Iran’s international isolation is also deepening. The European Union has designated the Islamic Revolutionary Guard Corps as a terrorist organization, prompting Iran to summon all EU ambassadors in Tehran in protest. Baghaei called this merely “the mildest response,” but it cannot mask the breakdown in Iran–Europe relations.
Having lost Europe’s traditional support on the nuclear issue, Iran faces the United States in even greater isolation. Given the Revolutionary Guard’s central role in Iran’s politics and economy, its terrorist designation is not merely symbolic—it could trigger substantial financial and trade restrictions.

Negotiation prospects: core disputes remain enormous
Despite deep antagonism, the U.S. and Iran do share certain interests. For Trump, resolving the Iran issue through negotiations avoids a prolonged war and showcases his “art of the deal” in foreign policy. He has repeatedly stated his hope that the U.S. and Iran will reach an agreement, signaling a genuine preference for a diplomatic solution.
For Iran, sanctions relief through negotiations could ease economic pressure, quell domestic unrest, and stabilize the regime. Pezeshkian, a reformist, pledged to improve relations with the West upon his election in 2024. Choosing negotiations in the current crisis aligns with both his political stance and Iran’s practical interests.
However, differences on core issues remain vast. According to U.S. officials, any new agreement would go far beyond the 2015 deal, requiring Iran to halt uranium enrichment, restrict its missile program, and cease support for proxy armed groups across the Middle East. These demands strike at every core element of Iran’s security strategy and are viewed in Tehran as tantamount to “terms of surrender.”
While Iran has agreed to talks, it has set conditions. Araghchi previously stated that Iran welcomes an agreement only on an “equal footing, without coercion, threats, or intimidation”—a stance clearly at odds with Washington’s current high-pressure strategy. Finding a balance between “equal negotiations” and “maximum pressure” will be key to the talks’ success or failure.
As the framework for U.S.–Iran talks takes shape, EU–Iran relations are deteriorating.
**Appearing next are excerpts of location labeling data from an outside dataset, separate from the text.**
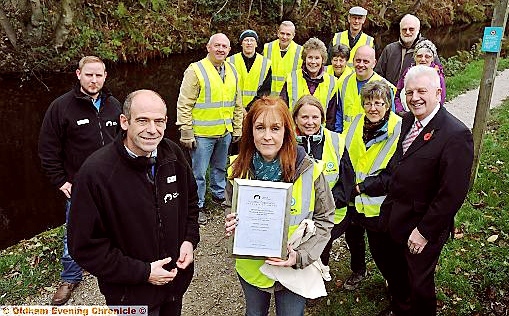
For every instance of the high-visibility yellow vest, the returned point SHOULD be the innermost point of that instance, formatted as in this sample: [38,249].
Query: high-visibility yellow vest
[253,79]
[342,38]
[213,110]
[333,148]
[303,205]
[351,99]
[282,66]
[370,161]
[297,86]
[330,70]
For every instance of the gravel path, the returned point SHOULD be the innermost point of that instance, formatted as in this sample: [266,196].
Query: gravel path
[463,106]
[215,289]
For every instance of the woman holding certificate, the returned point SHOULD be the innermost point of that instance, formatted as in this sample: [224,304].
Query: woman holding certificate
[329,147]
[269,152]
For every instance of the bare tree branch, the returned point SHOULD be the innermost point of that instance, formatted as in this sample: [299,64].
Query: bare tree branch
[6,25]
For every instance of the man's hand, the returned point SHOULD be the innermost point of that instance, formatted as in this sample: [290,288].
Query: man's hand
[159,275]
[416,242]
[66,188]
[187,139]
[291,261]
[186,255]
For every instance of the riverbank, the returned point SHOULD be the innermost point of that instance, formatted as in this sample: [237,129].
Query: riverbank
[53,35]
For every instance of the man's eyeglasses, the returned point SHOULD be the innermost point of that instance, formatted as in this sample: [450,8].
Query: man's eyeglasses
[377,105]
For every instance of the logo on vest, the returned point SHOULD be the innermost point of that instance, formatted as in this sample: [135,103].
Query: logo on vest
[170,196]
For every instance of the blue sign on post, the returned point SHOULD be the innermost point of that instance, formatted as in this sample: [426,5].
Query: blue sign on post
[492,39]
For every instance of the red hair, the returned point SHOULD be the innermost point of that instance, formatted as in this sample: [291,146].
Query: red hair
[287,155]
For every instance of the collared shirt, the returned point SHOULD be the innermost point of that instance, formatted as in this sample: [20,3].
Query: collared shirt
[428,118]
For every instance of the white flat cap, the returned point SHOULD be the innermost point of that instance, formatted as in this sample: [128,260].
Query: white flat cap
[358,11]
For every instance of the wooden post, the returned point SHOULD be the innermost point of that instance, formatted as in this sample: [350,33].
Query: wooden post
[486,89]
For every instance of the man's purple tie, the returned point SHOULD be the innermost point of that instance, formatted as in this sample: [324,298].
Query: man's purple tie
[416,128]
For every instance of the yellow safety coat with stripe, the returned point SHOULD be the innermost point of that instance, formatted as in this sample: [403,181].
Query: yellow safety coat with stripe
[333,149]
[351,99]
[297,86]
[370,161]
[282,66]
[213,110]
[253,79]
[330,70]
[342,38]
[303,205]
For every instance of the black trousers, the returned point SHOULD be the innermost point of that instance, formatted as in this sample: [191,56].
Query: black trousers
[411,277]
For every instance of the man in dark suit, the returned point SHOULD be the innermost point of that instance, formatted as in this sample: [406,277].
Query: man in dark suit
[429,179]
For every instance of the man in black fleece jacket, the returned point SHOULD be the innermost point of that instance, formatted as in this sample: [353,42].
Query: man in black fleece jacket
[75,125]
[134,214]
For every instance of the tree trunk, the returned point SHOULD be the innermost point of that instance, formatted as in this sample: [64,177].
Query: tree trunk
[6,25]
[64,22]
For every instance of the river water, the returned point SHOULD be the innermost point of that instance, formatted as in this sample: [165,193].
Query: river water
[28,203]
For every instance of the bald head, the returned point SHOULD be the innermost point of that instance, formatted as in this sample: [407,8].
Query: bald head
[409,29]
[364,62]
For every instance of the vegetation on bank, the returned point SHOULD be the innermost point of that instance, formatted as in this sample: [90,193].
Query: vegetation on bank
[473,272]
[52,35]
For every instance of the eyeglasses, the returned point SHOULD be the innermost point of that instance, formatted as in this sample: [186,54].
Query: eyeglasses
[377,105]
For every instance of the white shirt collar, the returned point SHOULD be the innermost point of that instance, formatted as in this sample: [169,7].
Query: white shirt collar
[428,118]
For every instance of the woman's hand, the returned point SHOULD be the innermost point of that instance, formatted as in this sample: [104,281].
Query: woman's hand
[291,261]
[230,224]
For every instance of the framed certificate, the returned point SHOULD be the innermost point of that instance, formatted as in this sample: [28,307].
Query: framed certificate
[263,213]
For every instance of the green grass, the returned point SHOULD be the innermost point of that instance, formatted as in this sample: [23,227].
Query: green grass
[473,272]
[469,77]
[29,266]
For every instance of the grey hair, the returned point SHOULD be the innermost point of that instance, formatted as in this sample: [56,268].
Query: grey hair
[314,43]
[340,50]
[426,44]
[126,109]
[377,89]
[421,70]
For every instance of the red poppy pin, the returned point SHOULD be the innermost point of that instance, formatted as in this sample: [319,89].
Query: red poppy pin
[428,135]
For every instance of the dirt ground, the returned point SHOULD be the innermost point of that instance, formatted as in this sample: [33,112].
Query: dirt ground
[215,289]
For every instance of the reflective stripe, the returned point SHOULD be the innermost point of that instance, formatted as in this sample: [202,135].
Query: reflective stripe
[297,57]
[269,50]
[210,105]
[211,123]
[295,90]
[370,200]
[351,131]
[387,147]
[208,95]
[265,62]
[306,193]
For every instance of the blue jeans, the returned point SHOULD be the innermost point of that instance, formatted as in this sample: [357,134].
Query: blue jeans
[258,301]
[72,272]
[214,152]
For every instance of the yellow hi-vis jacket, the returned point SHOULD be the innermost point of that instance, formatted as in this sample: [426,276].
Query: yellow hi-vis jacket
[342,38]
[351,98]
[253,79]
[370,161]
[333,149]
[296,86]
[303,205]
[213,110]
[282,66]
[330,70]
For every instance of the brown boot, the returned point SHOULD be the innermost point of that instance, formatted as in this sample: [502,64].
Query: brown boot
[63,293]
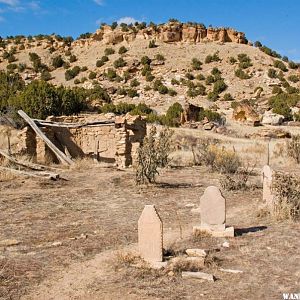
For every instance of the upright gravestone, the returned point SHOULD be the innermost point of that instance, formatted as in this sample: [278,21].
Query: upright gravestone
[150,235]
[213,213]
[268,197]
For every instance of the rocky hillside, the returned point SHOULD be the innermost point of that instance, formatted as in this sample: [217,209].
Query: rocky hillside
[158,65]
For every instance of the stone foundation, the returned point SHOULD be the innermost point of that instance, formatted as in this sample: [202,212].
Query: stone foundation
[116,142]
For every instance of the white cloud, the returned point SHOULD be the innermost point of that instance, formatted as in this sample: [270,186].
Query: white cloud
[99,2]
[10,2]
[127,20]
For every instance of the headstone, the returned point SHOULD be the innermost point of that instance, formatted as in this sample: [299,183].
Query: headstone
[212,209]
[150,235]
[213,214]
[268,197]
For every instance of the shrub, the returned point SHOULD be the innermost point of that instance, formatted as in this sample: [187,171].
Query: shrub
[211,58]
[258,44]
[172,117]
[196,64]
[172,92]
[57,62]
[241,74]
[152,154]
[272,73]
[46,76]
[22,67]
[212,116]
[227,97]
[282,102]
[285,59]
[293,65]
[293,148]
[210,79]
[232,60]
[286,189]
[293,78]
[149,76]
[189,76]
[56,100]
[269,51]
[219,86]
[276,90]
[292,90]
[134,83]
[244,61]
[200,77]
[162,89]
[122,50]
[72,73]
[11,67]
[92,75]
[145,60]
[280,65]
[215,71]
[200,90]
[132,93]
[174,81]
[73,58]
[160,57]
[109,51]
[119,63]
[99,63]
[152,44]
[212,96]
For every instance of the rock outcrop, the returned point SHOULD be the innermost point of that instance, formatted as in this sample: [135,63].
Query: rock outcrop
[171,33]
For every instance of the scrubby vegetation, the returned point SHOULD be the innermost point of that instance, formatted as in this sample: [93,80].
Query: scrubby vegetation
[152,155]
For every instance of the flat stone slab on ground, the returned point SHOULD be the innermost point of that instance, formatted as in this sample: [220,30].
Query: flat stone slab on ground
[198,275]
[228,232]
[196,252]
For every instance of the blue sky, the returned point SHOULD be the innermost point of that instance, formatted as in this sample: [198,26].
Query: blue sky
[275,23]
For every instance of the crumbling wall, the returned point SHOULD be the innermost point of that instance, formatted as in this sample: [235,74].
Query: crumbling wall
[116,142]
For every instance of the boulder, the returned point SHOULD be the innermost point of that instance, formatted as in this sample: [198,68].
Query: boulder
[270,118]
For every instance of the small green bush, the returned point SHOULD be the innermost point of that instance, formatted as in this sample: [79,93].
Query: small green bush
[241,74]
[134,83]
[57,62]
[109,51]
[280,65]
[212,58]
[293,78]
[160,57]
[145,60]
[92,75]
[196,64]
[232,60]
[119,63]
[174,81]
[227,97]
[152,44]
[73,58]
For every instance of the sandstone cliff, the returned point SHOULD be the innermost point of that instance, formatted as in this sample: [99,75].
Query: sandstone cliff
[171,33]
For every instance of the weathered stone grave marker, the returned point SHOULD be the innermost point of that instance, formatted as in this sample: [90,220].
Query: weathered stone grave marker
[268,197]
[150,235]
[213,214]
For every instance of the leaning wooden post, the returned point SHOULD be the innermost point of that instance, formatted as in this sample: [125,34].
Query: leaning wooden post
[60,155]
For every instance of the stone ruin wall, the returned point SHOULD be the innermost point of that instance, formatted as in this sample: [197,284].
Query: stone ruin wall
[112,143]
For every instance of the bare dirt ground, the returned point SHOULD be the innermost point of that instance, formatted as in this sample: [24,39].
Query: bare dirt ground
[70,230]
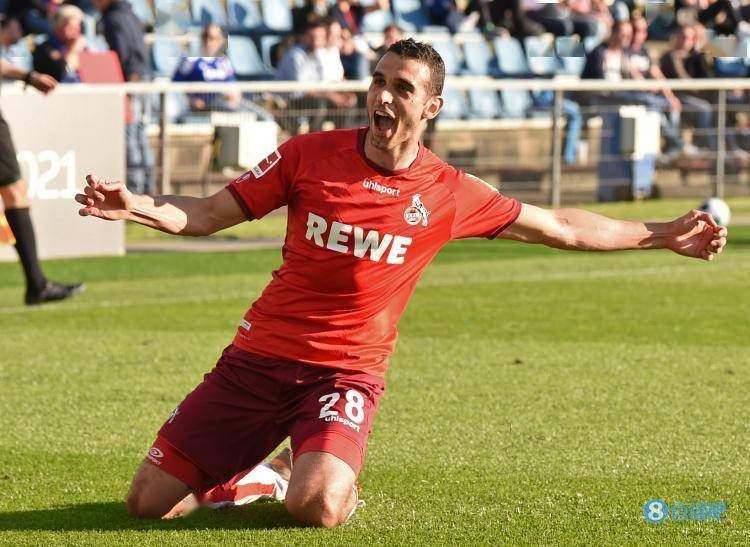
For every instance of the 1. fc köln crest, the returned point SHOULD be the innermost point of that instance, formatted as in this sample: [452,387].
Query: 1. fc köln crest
[416,212]
[264,166]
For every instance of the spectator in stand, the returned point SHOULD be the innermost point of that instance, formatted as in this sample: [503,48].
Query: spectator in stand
[446,13]
[722,16]
[302,63]
[14,193]
[391,35]
[356,64]
[329,56]
[214,66]
[59,55]
[684,61]
[10,33]
[504,17]
[124,34]
[611,61]
[32,14]
[590,18]
[350,13]
[301,16]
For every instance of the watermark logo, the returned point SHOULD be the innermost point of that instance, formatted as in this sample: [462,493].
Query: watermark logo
[656,511]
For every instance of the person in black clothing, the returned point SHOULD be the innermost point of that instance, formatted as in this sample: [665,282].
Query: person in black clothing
[14,194]
[124,34]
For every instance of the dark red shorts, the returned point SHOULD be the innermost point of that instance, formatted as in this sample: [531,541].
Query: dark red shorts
[248,404]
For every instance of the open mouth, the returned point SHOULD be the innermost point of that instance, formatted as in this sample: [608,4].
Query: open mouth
[385,122]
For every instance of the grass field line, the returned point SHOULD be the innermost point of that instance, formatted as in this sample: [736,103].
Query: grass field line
[427,282]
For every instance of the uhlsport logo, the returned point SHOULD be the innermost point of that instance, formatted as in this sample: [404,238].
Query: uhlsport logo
[416,212]
[380,189]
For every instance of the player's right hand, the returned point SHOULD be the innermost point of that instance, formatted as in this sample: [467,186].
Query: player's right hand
[42,82]
[107,200]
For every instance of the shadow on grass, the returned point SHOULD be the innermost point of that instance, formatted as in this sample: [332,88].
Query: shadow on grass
[112,516]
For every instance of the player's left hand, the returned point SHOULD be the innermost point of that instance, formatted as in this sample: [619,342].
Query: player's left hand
[697,235]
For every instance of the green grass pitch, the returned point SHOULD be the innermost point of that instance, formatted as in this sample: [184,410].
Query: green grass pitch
[536,397]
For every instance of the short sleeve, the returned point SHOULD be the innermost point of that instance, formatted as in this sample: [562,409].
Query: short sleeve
[481,211]
[266,186]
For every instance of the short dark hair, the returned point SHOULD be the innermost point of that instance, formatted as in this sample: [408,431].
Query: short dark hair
[426,54]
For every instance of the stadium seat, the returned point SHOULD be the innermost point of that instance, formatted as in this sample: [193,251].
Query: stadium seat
[171,16]
[730,67]
[266,47]
[448,50]
[485,104]
[208,11]
[455,107]
[244,14]
[511,60]
[571,53]
[540,55]
[376,21]
[477,56]
[166,54]
[277,15]
[245,58]
[516,103]
[409,14]
[142,10]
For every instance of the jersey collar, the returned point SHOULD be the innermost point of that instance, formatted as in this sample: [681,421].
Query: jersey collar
[362,134]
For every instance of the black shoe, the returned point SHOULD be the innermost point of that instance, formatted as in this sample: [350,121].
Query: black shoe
[53,291]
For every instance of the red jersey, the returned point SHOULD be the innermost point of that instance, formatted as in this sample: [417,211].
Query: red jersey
[358,239]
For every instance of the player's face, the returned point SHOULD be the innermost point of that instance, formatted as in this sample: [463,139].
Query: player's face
[398,101]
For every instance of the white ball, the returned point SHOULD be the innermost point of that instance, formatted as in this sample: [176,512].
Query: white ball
[718,209]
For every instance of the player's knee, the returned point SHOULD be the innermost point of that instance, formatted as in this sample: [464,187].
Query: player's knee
[139,506]
[323,509]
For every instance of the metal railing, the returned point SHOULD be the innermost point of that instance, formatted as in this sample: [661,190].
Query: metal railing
[289,111]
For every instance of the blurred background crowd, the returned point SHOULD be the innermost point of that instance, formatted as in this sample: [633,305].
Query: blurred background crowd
[336,40]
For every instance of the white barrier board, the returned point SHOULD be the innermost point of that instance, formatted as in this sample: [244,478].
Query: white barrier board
[59,139]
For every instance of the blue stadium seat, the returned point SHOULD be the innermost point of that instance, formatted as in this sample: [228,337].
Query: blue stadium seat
[485,104]
[244,14]
[277,14]
[511,60]
[172,16]
[455,106]
[571,53]
[450,53]
[376,21]
[208,11]
[540,56]
[730,67]
[245,58]
[166,54]
[477,56]
[266,45]
[143,11]
[410,14]
[516,102]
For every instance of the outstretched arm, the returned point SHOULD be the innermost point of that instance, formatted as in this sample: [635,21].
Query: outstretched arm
[181,215]
[694,234]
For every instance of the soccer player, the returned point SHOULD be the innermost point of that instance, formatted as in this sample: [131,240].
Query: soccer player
[14,194]
[368,209]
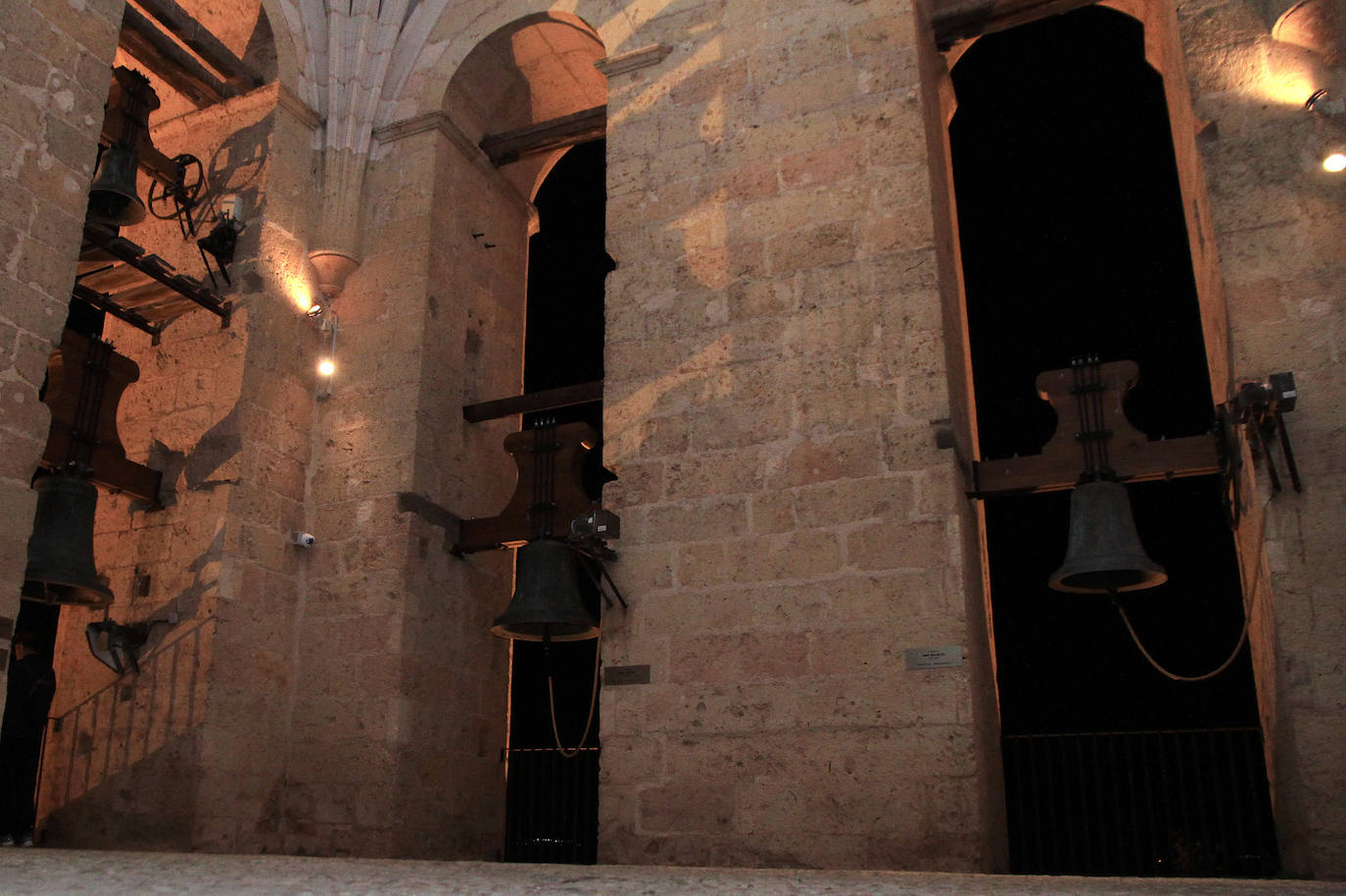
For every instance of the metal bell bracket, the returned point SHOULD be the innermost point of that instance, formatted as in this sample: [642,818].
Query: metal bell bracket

The timing of the EU’s terrorist designation of the Revolutionary Guard is sensitive and could have complex effects on negotiations.
On one hand, it underscores that Western pressure on Iran is comprehensive, not just from the United States, potentially pushing Tehran toward compromise. On the other, it may deepen Iran’s sense of isolation and encirclement, prompting a tougher negotiating stance or hardline responses toward Europe to appease domestic hawks.